Which zero-emission vehicle is so powerful it actually broke the dyno it was being tested on?
And, what's the electric range of the latest plug-in hybrid from Mercedes-Benz?
This is our video look back at the Week In Reverse--right here at Green Car Reports--for the week ending on Friday, June 12, 2015.
Friday, we reported on our first drive of the Mercedes-Benz C 350e plug-in hybrid luxury sedan in San Francisco this past March.
The C-Class is a great car, but the battery doesn't have a lot of electric range--so it will probably end up being largely a more fuel-efficient version of a regular C-Class.
On Thursday, our Tesla-owning author David Noland celebrated the opening of a Supercharger close to his house after a series of snafus.
But then, CEO Elon Musk said that the quick-charging stations weren't for regular or local use--contrary to Tesla Motors' own statements.
Tesla was in the news again on Wednesday, too, after its annual shareholder meeting. Musk said the Model X electric crossover will ship in three to four months.
He also promised limited autonomous driving soon, and said he's been testing the latest software builds for the system in his own car every week.

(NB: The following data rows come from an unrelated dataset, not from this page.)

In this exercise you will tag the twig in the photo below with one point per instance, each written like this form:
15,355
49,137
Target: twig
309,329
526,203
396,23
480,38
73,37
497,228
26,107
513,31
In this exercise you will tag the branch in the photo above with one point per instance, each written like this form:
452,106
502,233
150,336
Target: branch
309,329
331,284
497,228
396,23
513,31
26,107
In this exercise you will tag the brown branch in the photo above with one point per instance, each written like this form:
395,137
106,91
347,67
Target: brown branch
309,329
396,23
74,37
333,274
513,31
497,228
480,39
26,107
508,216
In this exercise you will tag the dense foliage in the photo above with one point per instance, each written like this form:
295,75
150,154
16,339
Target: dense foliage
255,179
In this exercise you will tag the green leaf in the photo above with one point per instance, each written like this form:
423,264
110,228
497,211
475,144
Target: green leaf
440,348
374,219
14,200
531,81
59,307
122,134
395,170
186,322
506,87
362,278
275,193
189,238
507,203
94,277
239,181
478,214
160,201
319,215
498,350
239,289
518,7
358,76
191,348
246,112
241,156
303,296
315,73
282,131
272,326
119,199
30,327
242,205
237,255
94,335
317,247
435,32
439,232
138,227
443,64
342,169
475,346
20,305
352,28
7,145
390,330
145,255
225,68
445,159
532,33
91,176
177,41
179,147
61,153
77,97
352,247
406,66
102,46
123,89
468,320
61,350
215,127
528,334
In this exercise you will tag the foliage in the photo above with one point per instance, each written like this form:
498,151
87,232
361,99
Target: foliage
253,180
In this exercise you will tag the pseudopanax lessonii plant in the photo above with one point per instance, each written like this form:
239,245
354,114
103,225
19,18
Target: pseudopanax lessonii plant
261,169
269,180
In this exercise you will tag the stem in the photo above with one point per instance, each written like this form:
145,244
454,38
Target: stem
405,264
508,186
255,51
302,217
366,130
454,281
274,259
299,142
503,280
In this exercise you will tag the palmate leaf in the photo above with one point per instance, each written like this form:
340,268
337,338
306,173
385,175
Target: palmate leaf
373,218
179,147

Tuesday, we covered the 2015 Hyundai Sonata Eco, with a smaller turbocharged gasoline engine, a unique dual-clutch transmission, and a number of other tweaks.

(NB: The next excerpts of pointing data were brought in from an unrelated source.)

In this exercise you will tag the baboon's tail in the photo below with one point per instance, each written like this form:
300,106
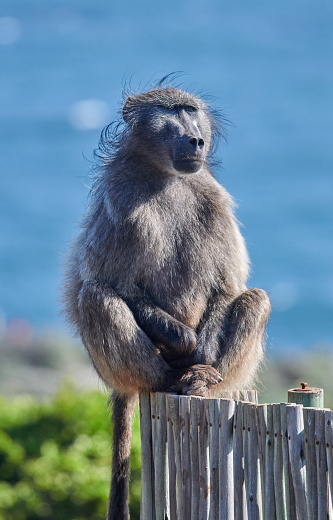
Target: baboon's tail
122,415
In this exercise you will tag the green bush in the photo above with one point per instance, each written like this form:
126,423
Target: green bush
55,458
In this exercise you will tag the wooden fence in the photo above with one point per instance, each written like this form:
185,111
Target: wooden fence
220,459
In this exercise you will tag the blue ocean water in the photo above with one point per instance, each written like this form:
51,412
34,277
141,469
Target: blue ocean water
268,66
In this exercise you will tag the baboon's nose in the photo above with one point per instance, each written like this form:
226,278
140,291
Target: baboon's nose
197,143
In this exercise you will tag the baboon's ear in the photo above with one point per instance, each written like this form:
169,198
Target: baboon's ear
127,109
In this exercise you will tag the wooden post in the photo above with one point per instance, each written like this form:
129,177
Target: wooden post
220,459
307,396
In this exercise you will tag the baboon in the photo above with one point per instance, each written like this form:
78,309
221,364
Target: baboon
156,280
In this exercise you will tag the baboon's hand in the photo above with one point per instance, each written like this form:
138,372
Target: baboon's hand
179,341
194,378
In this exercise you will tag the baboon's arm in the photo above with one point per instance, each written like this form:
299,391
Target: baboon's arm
123,354
173,338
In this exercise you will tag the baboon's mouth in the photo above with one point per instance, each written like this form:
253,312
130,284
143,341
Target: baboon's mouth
187,164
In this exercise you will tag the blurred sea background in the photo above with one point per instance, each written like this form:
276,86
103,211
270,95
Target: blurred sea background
268,66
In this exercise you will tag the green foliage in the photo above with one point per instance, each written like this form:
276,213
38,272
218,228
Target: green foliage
55,458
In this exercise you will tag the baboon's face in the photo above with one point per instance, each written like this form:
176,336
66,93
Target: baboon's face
176,140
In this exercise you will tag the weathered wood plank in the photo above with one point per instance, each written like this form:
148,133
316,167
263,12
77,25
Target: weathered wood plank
214,421
172,402
296,455
226,463
204,477
238,460
161,488
184,419
147,505
279,484
252,473
195,487
310,461
321,463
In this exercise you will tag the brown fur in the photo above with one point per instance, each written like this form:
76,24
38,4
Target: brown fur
156,280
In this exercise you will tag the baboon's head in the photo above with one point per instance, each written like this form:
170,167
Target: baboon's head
169,128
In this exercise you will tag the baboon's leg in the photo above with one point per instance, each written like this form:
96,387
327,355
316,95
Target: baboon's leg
124,356
243,345
122,416
231,338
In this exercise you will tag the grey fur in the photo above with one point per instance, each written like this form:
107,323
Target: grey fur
156,280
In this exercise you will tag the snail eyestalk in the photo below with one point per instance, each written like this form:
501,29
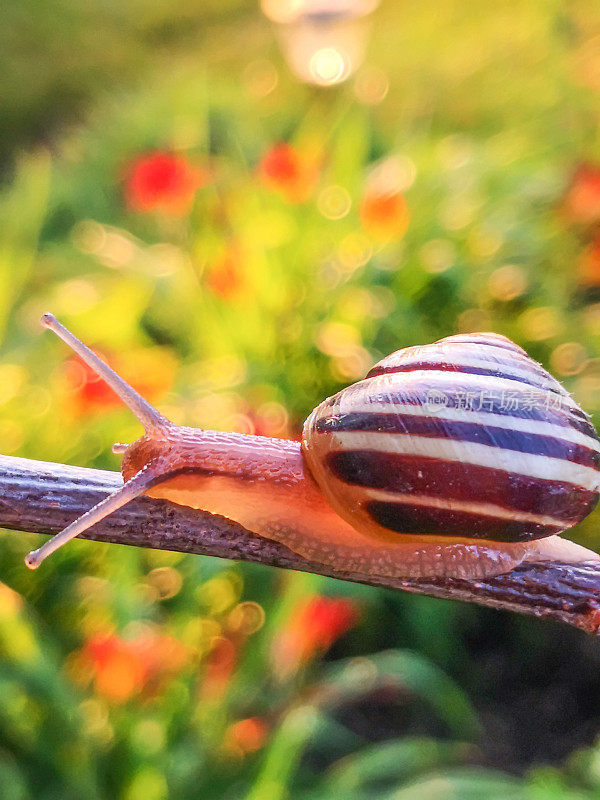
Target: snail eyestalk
129,491
150,418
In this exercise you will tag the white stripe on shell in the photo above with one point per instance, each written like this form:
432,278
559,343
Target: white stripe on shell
453,382
484,418
482,509
482,455
465,361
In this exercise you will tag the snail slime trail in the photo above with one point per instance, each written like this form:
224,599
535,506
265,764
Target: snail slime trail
460,459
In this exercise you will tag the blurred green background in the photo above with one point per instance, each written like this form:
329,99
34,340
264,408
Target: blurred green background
241,238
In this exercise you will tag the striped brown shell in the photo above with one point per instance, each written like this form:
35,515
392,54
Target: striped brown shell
467,437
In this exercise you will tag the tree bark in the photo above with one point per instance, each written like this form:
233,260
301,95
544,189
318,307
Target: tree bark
44,498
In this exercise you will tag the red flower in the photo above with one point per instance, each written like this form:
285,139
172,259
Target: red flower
123,668
312,628
589,265
162,182
581,203
384,214
283,169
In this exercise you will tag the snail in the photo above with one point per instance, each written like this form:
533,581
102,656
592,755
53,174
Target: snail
457,459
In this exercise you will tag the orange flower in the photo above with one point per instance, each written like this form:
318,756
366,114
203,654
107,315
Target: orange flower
283,169
226,275
124,668
589,265
581,203
312,628
162,182
383,213
150,371
220,664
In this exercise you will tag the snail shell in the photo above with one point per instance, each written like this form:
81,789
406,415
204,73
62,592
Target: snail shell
467,438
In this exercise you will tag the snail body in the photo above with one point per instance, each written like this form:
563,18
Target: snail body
458,459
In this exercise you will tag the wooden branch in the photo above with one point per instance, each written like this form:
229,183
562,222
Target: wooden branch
44,497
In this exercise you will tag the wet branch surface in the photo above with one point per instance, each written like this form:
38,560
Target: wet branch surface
44,497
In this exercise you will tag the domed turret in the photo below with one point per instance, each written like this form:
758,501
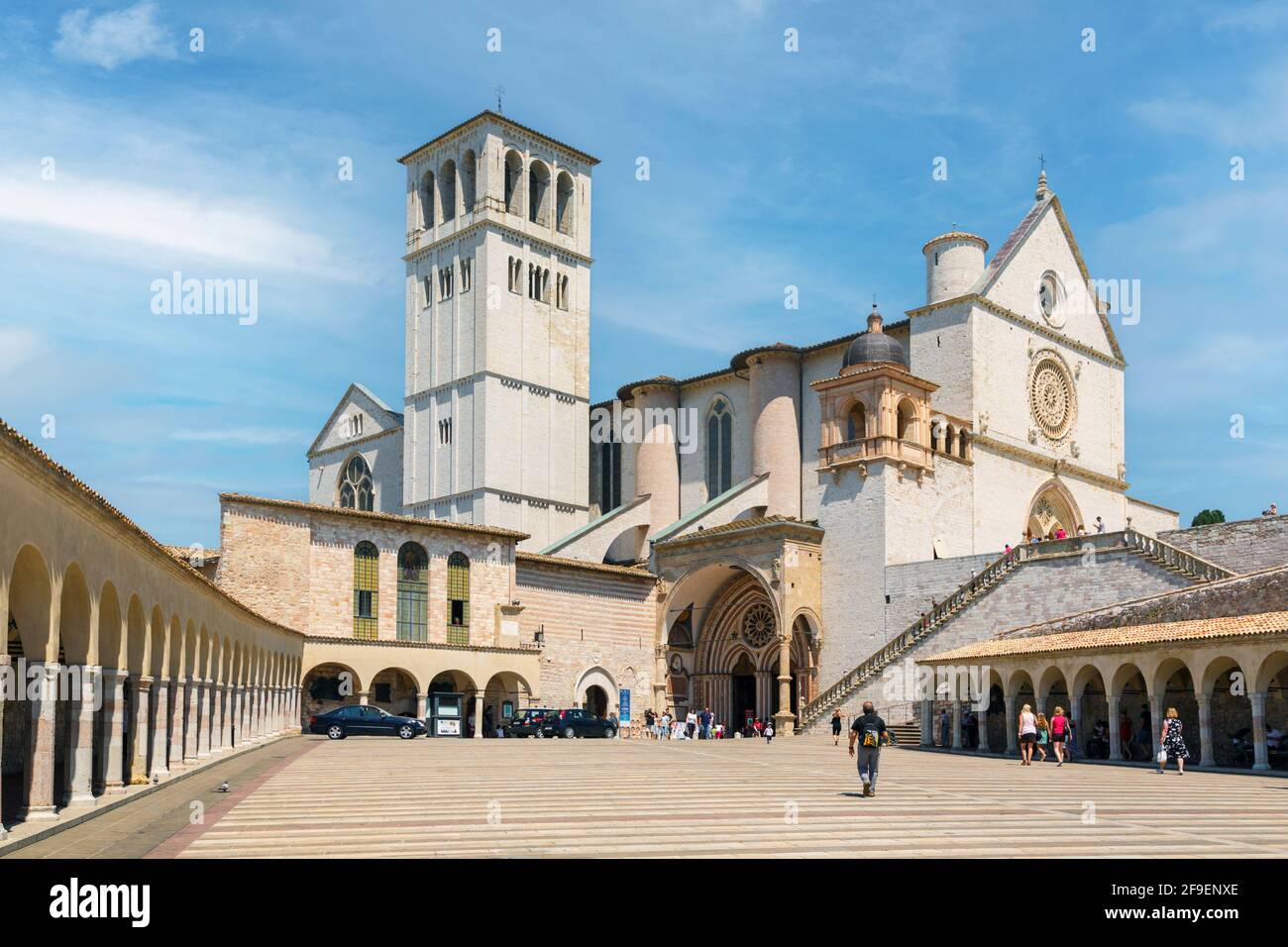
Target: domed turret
874,346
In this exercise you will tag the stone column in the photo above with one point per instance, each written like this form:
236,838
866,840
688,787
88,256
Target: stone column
1258,731
785,720
204,719
38,789
219,703
1013,741
114,729
178,710
192,719
81,750
1116,744
1207,749
160,728
140,729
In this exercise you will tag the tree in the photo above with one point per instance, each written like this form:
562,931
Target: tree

We did slightly better over 540 long-distance miles than its 32-mpg EPA rating, and we found it a comfortable car for long-distance travel, with a few caveats.
We started the week on Monday with news that the first Audi plug-in hybrid--the A3 e-tron Sportback--will reach dealers in October.

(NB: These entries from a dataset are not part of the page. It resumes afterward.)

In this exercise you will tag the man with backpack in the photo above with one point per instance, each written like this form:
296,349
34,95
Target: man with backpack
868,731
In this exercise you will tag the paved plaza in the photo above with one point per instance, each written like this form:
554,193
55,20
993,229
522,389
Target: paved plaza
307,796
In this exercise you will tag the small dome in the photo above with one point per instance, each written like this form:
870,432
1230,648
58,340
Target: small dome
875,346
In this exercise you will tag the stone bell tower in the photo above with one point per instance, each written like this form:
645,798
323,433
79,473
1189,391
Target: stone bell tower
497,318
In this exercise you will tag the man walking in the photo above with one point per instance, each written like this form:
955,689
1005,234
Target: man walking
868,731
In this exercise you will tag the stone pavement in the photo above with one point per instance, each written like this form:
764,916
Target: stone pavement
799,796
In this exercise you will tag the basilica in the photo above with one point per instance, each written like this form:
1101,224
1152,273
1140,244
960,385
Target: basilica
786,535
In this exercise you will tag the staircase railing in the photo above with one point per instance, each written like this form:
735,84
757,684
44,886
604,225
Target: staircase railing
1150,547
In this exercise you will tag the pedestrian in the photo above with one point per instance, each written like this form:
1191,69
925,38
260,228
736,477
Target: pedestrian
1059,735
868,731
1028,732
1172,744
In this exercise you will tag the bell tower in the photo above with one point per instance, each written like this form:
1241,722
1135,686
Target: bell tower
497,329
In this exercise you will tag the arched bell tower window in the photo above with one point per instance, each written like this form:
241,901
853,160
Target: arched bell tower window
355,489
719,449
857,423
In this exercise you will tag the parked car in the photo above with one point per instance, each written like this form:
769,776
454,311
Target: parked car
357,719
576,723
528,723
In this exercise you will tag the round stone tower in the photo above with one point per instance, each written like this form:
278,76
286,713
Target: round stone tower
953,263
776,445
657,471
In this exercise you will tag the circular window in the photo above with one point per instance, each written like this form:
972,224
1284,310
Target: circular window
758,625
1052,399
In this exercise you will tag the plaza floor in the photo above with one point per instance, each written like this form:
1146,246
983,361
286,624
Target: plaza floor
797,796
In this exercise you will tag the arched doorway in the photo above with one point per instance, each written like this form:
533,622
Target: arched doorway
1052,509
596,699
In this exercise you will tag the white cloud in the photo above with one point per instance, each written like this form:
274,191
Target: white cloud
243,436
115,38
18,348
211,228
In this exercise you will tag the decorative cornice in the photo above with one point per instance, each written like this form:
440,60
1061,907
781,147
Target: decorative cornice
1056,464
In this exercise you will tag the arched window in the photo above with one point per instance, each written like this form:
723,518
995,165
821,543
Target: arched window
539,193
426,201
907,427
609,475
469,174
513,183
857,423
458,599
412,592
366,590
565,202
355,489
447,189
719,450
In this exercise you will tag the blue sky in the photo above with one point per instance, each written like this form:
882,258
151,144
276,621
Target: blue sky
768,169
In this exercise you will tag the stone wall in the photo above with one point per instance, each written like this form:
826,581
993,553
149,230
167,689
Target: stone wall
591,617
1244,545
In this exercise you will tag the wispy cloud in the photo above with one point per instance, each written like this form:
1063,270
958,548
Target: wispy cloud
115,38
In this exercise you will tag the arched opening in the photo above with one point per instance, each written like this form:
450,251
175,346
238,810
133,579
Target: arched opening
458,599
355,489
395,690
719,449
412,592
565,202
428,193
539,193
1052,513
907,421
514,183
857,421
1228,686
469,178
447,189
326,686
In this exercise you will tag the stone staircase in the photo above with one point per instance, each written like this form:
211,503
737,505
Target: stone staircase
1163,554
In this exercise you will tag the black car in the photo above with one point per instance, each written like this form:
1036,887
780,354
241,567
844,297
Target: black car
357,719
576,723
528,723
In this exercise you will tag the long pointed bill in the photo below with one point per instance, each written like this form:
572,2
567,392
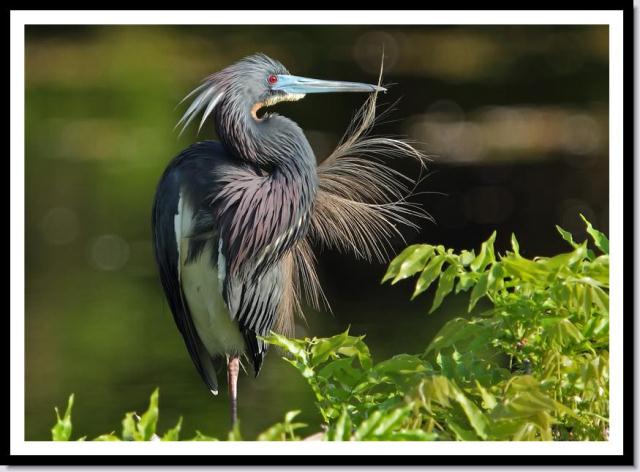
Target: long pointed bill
302,85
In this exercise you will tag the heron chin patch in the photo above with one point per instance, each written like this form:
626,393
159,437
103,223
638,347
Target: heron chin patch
288,97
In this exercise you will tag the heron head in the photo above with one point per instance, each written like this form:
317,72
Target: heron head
256,82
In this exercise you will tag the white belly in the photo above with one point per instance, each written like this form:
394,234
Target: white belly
201,286
219,334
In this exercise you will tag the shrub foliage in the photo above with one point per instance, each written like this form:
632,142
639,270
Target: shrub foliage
530,361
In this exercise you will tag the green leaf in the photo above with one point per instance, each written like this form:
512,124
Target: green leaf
444,287
461,433
395,265
295,347
467,257
479,290
488,399
389,421
342,429
129,430
61,431
599,239
566,235
477,419
486,254
202,437
107,437
147,424
429,274
414,263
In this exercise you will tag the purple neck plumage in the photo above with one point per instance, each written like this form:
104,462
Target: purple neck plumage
279,194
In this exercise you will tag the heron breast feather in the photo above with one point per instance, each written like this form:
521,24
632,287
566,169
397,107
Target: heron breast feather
200,284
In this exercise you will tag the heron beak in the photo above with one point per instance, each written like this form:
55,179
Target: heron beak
292,84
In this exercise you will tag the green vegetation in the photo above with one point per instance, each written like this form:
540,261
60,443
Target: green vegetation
532,365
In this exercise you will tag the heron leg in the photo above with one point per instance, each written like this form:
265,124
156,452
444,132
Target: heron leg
233,366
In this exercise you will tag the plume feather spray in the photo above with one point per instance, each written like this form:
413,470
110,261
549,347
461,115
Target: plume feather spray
360,203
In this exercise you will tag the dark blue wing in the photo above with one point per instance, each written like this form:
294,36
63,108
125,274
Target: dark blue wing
166,252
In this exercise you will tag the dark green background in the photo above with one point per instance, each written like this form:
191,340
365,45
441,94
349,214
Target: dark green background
516,119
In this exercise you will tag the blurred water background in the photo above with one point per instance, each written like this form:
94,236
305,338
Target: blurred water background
516,119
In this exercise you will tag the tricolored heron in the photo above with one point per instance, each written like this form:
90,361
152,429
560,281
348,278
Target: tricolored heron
234,221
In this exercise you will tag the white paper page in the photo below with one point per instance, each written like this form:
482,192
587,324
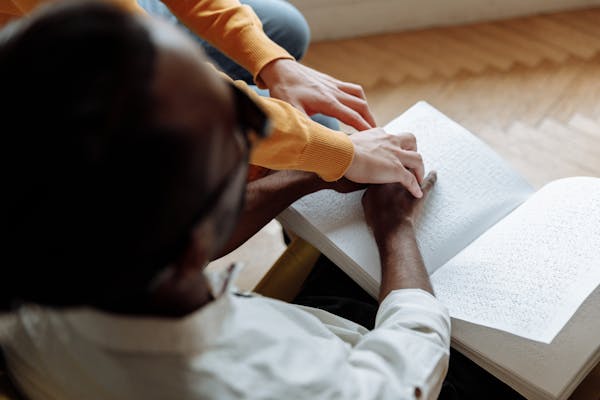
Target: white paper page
475,189
529,273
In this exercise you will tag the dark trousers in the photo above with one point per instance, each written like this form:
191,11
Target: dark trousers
328,288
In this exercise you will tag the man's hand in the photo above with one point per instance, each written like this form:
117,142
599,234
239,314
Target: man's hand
390,206
314,92
391,211
383,158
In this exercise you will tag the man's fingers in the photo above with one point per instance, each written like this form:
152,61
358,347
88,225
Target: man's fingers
408,141
359,105
428,182
414,162
409,181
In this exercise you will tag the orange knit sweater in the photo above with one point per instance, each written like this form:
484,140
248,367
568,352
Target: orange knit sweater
296,141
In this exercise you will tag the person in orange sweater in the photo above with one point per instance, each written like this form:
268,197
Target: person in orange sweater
371,156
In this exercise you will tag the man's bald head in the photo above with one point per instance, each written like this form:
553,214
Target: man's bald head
110,139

And over the weekend, it was back to Tesla again.
In this case, it was 35 seconds of video that showed the awesome torque of a Model S P85D simply breaking the dynamometer that was being used to measure its performance.
So what was that about nerdy little electric golf carts again?
Finally, we rounded up green-car deals, which are getting better as gasoline stays relatively low.